My first stones were 2 naniwa from maggard razor a 1k and 5k easy stone. Very affordable both were under $100 shipped to canada. I later bought an 8 and 12 k shapton glass stone and a dmt diamond plate. I'd go find a sale for the naniwa and buy those. I've sharpened german american and japanese blades on all of them. Minus the 1k has never seen the american knife but I presume it would work lol. That's what I'd do though go buy a 1 and 5 k stone from a reputable brand. In a little bit you can expand from there into course or finer grit stones. Dmt plates loupes natural stones etc.


----------



## Matus (Jun 27, 2015)

(big) +1 on the shipping, the stones tend to be heavy


----------



## efaden (Jun 27, 2015)

Thanks for the feedback.

Currently going to focus mostly on German knives, although I'm getting more in to Japanese knives. All kitchen knives, e.g. not pocket knives etc. At some point I may "try" my hand at straight razors.

I'm located in the US (Upstate NY, near Canada).

-Eric


----------



## JBroida (Jun 27, 2015)

well then, you have a wide variety of options.... hopefully others will chime in more soon


----------



## psfred (Jun 28, 2015)

No experience with Norton stones, but the widely recommended Bester 1000 or 1200 and a Suehiro Rika 5K stone set is widely available and will work very nicely with your knives. Very inexpensive and waterstones go and user friendly. I've been using a Bester 1200 for about a decade now.

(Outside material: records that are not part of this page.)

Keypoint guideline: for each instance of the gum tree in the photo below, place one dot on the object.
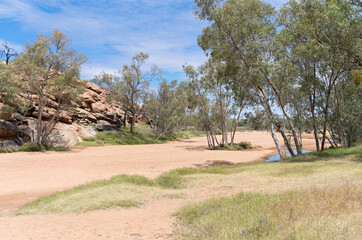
(130, 85)
(49, 68)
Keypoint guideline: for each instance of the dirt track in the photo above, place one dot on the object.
(26, 176)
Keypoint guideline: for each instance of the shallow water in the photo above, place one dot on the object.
(276, 158)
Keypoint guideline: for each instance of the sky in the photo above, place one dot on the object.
(110, 32)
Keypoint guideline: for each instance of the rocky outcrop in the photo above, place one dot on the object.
(88, 117)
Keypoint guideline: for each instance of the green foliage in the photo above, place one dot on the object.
(35, 147)
(32, 147)
(50, 66)
(6, 150)
(235, 147)
(141, 135)
(166, 107)
(131, 190)
(296, 215)
(131, 86)
(8, 91)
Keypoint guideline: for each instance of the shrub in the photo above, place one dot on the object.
(245, 145)
(6, 150)
(32, 147)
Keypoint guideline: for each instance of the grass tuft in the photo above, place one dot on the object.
(143, 135)
(323, 213)
(235, 147)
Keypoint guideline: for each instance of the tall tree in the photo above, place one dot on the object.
(166, 107)
(8, 92)
(8, 52)
(322, 40)
(49, 67)
(130, 85)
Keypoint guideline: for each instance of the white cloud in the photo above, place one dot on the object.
(110, 32)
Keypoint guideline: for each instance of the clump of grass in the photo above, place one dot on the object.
(91, 196)
(327, 155)
(324, 213)
(235, 147)
(6, 150)
(142, 135)
(40, 204)
(34, 147)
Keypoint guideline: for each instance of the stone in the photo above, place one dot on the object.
(65, 118)
(98, 107)
(9, 144)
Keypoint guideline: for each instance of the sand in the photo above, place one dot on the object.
(24, 177)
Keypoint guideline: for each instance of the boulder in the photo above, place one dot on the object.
(105, 126)
(81, 113)
(95, 88)
(98, 107)
(8, 129)
(65, 118)
(88, 98)
(9, 144)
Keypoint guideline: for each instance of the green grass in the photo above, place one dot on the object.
(143, 135)
(324, 213)
(235, 147)
(34, 147)
(332, 167)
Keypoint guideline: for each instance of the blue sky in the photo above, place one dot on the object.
(110, 32)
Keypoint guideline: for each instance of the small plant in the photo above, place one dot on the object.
(235, 147)
(32, 147)
(6, 150)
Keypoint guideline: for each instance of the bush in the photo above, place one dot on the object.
(245, 145)
(32, 147)
(6, 150)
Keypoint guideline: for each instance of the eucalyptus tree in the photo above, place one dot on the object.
(243, 31)
(166, 107)
(212, 83)
(130, 85)
(49, 68)
(8, 92)
(8, 52)
(322, 39)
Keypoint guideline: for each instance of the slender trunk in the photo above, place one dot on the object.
(324, 133)
(275, 138)
(236, 124)
(289, 121)
(133, 123)
(286, 141)
(265, 103)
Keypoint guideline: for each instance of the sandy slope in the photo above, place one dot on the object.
(26, 176)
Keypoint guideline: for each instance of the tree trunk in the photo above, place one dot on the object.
(275, 138)
(133, 123)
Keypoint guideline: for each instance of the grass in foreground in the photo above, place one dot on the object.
(34, 147)
(335, 167)
(325, 213)
(143, 135)
(235, 147)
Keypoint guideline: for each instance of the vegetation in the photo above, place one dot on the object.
(7, 52)
(142, 135)
(50, 67)
(318, 213)
(130, 87)
(166, 108)
(302, 60)
(326, 184)
(235, 147)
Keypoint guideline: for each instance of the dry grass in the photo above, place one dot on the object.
(317, 213)
(316, 196)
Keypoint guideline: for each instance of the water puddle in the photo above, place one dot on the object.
(276, 158)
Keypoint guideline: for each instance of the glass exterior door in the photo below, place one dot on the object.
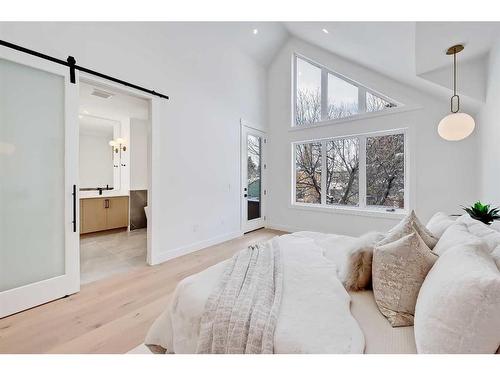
(252, 179)
(38, 168)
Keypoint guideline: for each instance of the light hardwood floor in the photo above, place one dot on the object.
(103, 254)
(114, 314)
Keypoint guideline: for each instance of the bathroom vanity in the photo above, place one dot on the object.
(103, 213)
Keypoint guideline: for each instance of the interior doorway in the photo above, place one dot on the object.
(253, 188)
(114, 170)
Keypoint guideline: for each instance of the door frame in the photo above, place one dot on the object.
(153, 245)
(245, 224)
(37, 293)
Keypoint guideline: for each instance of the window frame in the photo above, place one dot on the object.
(362, 91)
(362, 207)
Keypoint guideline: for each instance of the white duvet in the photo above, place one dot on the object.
(314, 316)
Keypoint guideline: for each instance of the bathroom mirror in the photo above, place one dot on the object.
(99, 163)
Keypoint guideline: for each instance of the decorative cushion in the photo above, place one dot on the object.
(399, 269)
(353, 258)
(409, 224)
(459, 303)
(356, 274)
(456, 234)
(438, 223)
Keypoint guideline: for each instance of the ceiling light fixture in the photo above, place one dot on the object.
(456, 126)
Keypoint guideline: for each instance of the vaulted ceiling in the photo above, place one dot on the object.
(410, 52)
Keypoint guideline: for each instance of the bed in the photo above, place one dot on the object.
(317, 314)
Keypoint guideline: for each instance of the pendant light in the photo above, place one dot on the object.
(457, 125)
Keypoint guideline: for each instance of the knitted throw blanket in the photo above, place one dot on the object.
(241, 314)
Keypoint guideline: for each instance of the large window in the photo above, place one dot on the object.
(365, 171)
(322, 95)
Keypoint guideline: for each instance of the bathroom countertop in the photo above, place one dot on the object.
(105, 194)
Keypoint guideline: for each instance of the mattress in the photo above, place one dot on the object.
(380, 336)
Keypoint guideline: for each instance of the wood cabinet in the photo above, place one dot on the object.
(103, 213)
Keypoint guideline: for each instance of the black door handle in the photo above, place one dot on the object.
(74, 208)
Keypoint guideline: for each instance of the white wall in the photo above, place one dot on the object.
(139, 171)
(488, 124)
(212, 84)
(96, 161)
(442, 174)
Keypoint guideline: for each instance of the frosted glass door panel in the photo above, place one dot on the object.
(32, 165)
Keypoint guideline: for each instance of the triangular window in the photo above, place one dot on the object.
(322, 95)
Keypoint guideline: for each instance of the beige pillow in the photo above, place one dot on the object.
(408, 225)
(399, 269)
(356, 273)
(353, 258)
(438, 223)
(458, 307)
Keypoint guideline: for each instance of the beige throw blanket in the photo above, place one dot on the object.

You will need something to flatten them with, and eventually will need a coarse stone for thinning and repairs, but those two will get you started.

Peter


----------



## dough (Jun 28, 2015)

the norton stones are some of the first stones I bought way back when. i believe there are better ways to spend your money but what exactly draws you to these stones? also a budget would certainly help. 
some way to flatten the stones is as important as the stones... cheapest option is the mesh sanding screens but they get old fast and certainly the top end options like dmt and atoma might kill your budget but there are other options in the $60 or lower range(like what korin offers for $20-$40)
i got a lot of favorite stones over the years brands for you to consider: king, bester, shapton, naniwa, chosera, suehiro, japanese natural stone synthetic 1k(was the best 1k and evidently is new and improved but i havent used the new version), Japanese knife import (he sells his own branded stones i have used a lot of them and they are also hard to beat)
goodluck narrowing it down


----------



## WingKKF (Jun 28, 2015)

A set of Shaptons, say 320, 2000, and 8000 will probably work real good for not a whole lot of money on ebay


----------



## chinacats (Jun 28, 2015)

I find Norton to be decent stones...as dough mentioned, nothing special. If you spend $200 you could get Jon's 1k/6k combo stone and his diamond flattening plate. For another small amount you could add a coarse stone out possibly wait unless you had a current need. I've had nothing but positive experiences with JKI synthetics.

Cheers


----------



## efaden (Jun 28, 2015)

chinacats said:


> I find Norton to be decent stones...as dough mentioned, nothing special. If you spend $200 you could get Jon's 1k/6k combo stone and his diamond flattening plate. For another small amount you could add a coarse stone out possibly wait unless you had a current need. I've had nothing but positive experiences with JKI synthetics.
> 
> Cheers




Thanks for all the info guys.

I think I need to spend some more time looking around, but it seems there are many options beyond the Norton.


----------



## Matus (Jun 28, 2015)

For $200 you can get 3 stone (400, 2000, 6000) setup from Jon and be done with it  Those are some of the very best stones out there and Jon also has a very good stone holder and reasonably priced diamond flattening stone. But yes - reading a little more does make sense.


----------



## efaden (Jun 28, 2015)

Matus said:


> For $200 you can get 3 stone (400, 2000, 6000) setup from Jon and be done with it  Those are some of the very best stones out there and Jon also has a very good stone holder and reasonably priced diamond flattening stone. But yes - reading a little more does make sense.



Jon is JKI right?


----------



## perneto (Jun 28, 2015)

Yes.


----------



## harlock0083 (Jun 29, 2015)

chinacats said:


> I find Norton to be decent stones...as dough mentioned, nothing special. If you spend $200 you could get Jon's 1k/6k combo stone and his diamond flattening plate. For another small amount you could add a coarse stone out possibly wait unless you had a current need. I've had nothing but positive experiences with JKI synthetics.
> 
> Cheers



Agreed you can do much better for the amount you spend on the Norton stone.


----------